The fact is that consistent wedge distance control requires a consistent impact point, lower on the face. One way to try to improve in that regard is to focus your eyes on the forward edge of the ball when you are hitting any wedge shot, but particularly on full swing wedges. From a technique standpoint, your left (or lead) side must be more influential on these shots. In other words, try to make impact with your hands ahead of the clubhead. I’ll dive into that whole subject in a dedicated article soon.
I believe that this challenge of wedge play is aggravated by when and where the majority of you purchase your wedges—let me explain that reasoning.
The vast majority of you are playing relatively new wedges, with 36 percent having purchased them in the last year, and another 43 percent playing wedges that are 1-3 years old. That’s the good news—your wedges are relatively fresh. But now for the bad news.
Almost 45 percent of you said you purchased your wedges at a large off-course retailer, which means you most likely purchased wedges with a heavy, stiff steel shaft—but how does that compare to the shafts in your irons? Is it a match or even close? If not, I’ve learned that the wrong shaft is a huge factor in wedge play, as it creates a feel disconnect in prime scoring range. My experience is that, for most golfers, a thoughtful re-shafting of your wedges to produce the same weight and flex as in your irons will make a huge difference in your wedge-range performance.
This is getting a bit long so let me share another interesting takeaway from this survey, then leave you with another question to sound off about.
Less than 18 percent of you said your last purchase was of a different brand with the goal of improving your performance.
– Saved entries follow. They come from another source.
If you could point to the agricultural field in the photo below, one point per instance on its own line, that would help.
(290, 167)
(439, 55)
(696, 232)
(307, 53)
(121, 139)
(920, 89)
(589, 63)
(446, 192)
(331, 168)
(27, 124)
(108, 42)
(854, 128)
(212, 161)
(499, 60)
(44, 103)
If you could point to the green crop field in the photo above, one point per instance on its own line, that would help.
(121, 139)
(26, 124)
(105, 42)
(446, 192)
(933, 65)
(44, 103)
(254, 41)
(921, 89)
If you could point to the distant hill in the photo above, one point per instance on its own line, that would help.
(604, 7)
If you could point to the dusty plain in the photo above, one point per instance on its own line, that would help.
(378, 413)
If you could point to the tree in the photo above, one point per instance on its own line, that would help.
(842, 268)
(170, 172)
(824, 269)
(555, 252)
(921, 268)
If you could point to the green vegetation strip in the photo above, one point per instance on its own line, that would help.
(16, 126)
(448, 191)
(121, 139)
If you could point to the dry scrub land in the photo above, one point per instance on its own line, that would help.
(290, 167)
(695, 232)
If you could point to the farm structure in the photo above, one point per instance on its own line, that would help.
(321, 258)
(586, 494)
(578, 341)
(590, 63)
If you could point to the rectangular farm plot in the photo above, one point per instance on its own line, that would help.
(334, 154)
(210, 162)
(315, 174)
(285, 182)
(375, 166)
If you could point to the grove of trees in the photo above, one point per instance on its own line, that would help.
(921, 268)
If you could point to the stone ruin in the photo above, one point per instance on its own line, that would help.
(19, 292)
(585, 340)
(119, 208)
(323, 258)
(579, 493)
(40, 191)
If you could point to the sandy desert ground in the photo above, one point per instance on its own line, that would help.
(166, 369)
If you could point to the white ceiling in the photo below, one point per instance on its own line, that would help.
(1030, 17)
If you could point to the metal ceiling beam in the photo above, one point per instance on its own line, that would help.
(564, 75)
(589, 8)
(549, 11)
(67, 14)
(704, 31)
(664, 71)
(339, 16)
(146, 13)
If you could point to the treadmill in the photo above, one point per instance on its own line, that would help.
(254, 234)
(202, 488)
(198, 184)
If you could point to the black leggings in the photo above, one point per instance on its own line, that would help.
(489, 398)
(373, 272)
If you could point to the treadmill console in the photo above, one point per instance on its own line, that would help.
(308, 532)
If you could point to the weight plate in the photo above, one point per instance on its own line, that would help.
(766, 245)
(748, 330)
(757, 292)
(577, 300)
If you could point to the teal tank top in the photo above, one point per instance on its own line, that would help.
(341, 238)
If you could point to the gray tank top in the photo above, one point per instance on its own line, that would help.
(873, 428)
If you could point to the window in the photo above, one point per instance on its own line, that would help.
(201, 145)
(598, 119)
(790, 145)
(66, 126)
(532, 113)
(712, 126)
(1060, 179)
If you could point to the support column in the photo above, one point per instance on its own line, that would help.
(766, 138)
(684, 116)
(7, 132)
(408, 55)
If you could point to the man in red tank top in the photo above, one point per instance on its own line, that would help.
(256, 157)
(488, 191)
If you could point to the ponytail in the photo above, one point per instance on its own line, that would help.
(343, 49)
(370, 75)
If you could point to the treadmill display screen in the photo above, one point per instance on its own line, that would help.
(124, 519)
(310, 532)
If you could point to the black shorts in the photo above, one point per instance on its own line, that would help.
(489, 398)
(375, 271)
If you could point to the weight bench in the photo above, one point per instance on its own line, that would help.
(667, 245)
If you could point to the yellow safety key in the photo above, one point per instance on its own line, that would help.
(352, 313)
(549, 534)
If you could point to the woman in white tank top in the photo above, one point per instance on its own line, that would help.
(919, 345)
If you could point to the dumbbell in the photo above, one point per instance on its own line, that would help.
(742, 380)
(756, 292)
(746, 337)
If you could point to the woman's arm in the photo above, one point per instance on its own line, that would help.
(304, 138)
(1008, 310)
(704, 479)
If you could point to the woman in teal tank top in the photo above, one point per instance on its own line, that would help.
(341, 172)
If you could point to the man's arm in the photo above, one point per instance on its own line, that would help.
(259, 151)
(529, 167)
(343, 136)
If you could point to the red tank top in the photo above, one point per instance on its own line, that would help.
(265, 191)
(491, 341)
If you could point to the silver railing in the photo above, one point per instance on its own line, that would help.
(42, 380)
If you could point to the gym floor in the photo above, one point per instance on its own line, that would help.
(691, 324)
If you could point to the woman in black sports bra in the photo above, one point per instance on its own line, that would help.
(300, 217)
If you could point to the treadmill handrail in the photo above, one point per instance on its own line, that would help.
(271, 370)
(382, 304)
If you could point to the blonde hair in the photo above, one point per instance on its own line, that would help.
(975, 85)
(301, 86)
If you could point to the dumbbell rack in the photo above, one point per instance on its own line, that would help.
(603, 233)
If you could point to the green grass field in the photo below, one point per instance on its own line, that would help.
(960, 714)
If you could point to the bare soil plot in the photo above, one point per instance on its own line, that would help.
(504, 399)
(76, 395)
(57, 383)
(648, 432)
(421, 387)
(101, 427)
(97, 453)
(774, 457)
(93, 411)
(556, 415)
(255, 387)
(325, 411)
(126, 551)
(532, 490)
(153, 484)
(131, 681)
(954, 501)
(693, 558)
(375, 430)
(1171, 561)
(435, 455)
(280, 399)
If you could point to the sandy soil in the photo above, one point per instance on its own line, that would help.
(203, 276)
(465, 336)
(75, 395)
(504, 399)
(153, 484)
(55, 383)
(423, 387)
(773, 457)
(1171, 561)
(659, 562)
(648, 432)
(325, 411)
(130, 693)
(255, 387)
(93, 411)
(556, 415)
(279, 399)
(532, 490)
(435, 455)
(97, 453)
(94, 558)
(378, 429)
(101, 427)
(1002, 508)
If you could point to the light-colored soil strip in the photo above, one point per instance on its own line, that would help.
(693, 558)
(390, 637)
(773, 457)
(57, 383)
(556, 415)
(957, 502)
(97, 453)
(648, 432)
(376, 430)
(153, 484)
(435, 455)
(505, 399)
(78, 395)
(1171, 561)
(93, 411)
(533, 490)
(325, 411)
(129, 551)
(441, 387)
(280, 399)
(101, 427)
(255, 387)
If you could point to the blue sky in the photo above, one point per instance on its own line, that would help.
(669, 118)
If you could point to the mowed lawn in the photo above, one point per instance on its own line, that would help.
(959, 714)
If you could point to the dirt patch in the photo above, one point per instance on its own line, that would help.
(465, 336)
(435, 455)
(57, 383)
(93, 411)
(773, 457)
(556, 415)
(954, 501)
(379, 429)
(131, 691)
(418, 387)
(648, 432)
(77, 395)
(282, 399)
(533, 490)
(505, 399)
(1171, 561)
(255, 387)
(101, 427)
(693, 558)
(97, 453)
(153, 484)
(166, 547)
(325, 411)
I find that puzzling, as I’ll bet nearly 100 percent of you chose your last driver, putter or irons specifically with that goal in mind.
I can only take that to mean that you have relatively low expectations of improvement when you buy wedges—can you all share some thought with me to help me understand why that is?
Thanks, and I look forward to some lively dialog this week. I don’t chime in often to your comments, but I will this week if you want to have a discussion. Should be fun!